Golfers will receive a pleasant surprise when the reconstructed Harewood Golf Club course opens in spring.

The fairways in front of them will be significantly wider than on the old Woodlands course.

The course designer, former European Tour professional Greg Turner, said the fairways were between 50 and 75 per cent wider than before.

In the $2 million redevelopment Turner has added masses of undulations to landing areas on the fairways, with swales and runoff areas on the greens. Approach shots will be penalised if they don't land in the right areas.

"For the better players it will be important where they land to create good angles into the greens," said Turner.

The new course has also been lengthened to almost 6400 metres (7000 yards) off the back tees, and every hole has been changed.

"But for club members the course will be no longer than it was," said Turner.

"We have utilised a lot of the old corridors, but the old course is unrecognisable from what it was. The greens, too, are all new and we have built 12 new bunkers." Turner said the women members should be pleased. "The course is shorter off the women's tees."

The redevelopment was completed at Christmas, but Turner and the club decided to give fairways and greens time to consolidate over the winter.

During the reconstruction 470 trees were felled, most of them to provide the wider fairways, but some had reached the end of their life.
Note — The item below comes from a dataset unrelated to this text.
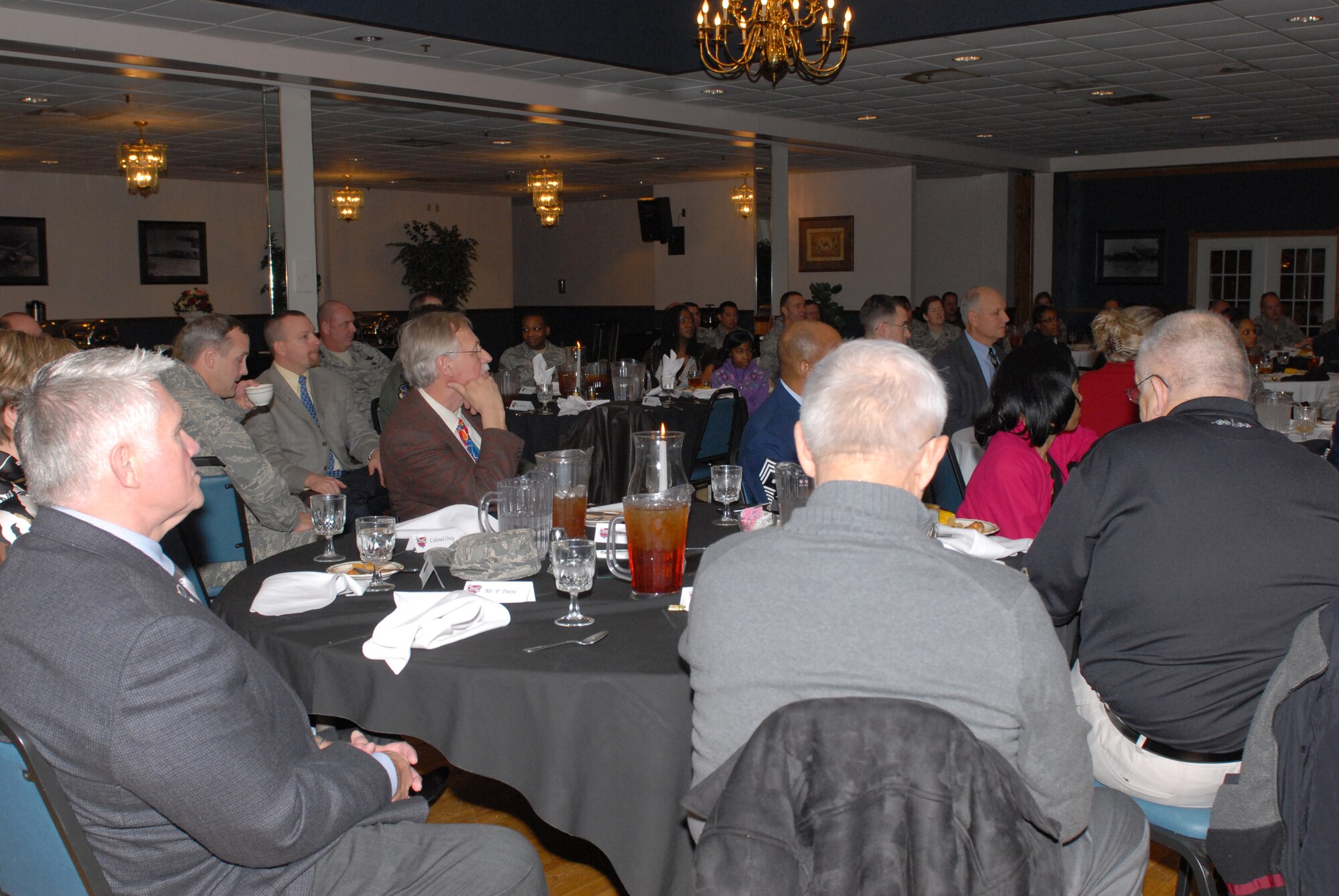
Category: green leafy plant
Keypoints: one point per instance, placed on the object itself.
(831, 310)
(439, 260)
Turner hopes the course will be a challenge to top golfers off the back tees. "We have to make courses accessible for everyone, but on the flip side we have a relatively small number of courses of quality in New Zealand. We should have both here."

The redesign came about after Christchurch International Airport bought an area of the new course at the club, which in the future will be used to extend the northwest runway at the airport.

When that happens the new course will be reduced to nine holes, giving the club 27 holes.

Earthworks for the redesign started in September 2009 and were done in 18 months.